Every vitamin has its role in your dog's body. If it is missing, this can lead to problems. Vitamin A is responsible for bone growth, vision, skin, mucous membranes and the immune system in general. Vitamin D is also important for skin and bones. But your teeth and mind also benefit from an adequate supply. A sufficient supply of vitamin D is especially important for pregnant bitches. Vitamin E influences agility and fitness, prevents heart disease and problems of the musculoskeletal system. Vitamin K ensures good blood coagulation and healthy bone formation. Vitamin B is essential for strong nerves and a strong coat. Do you have a "Kotnascher" at home? Then this could be the first sign of a B vitamin deficiency! Some dogs try to replenish their reserves with the help of this unappetizing whim.

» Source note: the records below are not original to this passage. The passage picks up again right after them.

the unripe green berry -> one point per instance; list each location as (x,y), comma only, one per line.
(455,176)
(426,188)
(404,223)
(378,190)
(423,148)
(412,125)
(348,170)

This is how you can prevent a vitamin deficiency in your dog

First of all you should bet on a high quality food. Pay close attention to the composition of dry or wet food. If you feed your dog barefoot or cook for him yourself, it makes sense to consult a nutrition expert. He or she will help you adjust your dog's diet to prevent vitamin deficiency in the first place. Especially with home-cooked food or B.A.R.F., the supply of high-quality additives is crucial. Just meat, vegetables and fruit plus a little oil is not enough. To ensure that your dog remains healthy in the long term, a nutritionist will recommend food supplements for your dog.

Is it cold and dark outside? Has your dog been sick for some time? Has he had a stressful period (e.g. a change of environment)? Then it may be a good idea to give your dog a vitamin supplement for a short time. We offer many high-quality vitamin preparations and trace elements. It's best to browse through our shop straight away!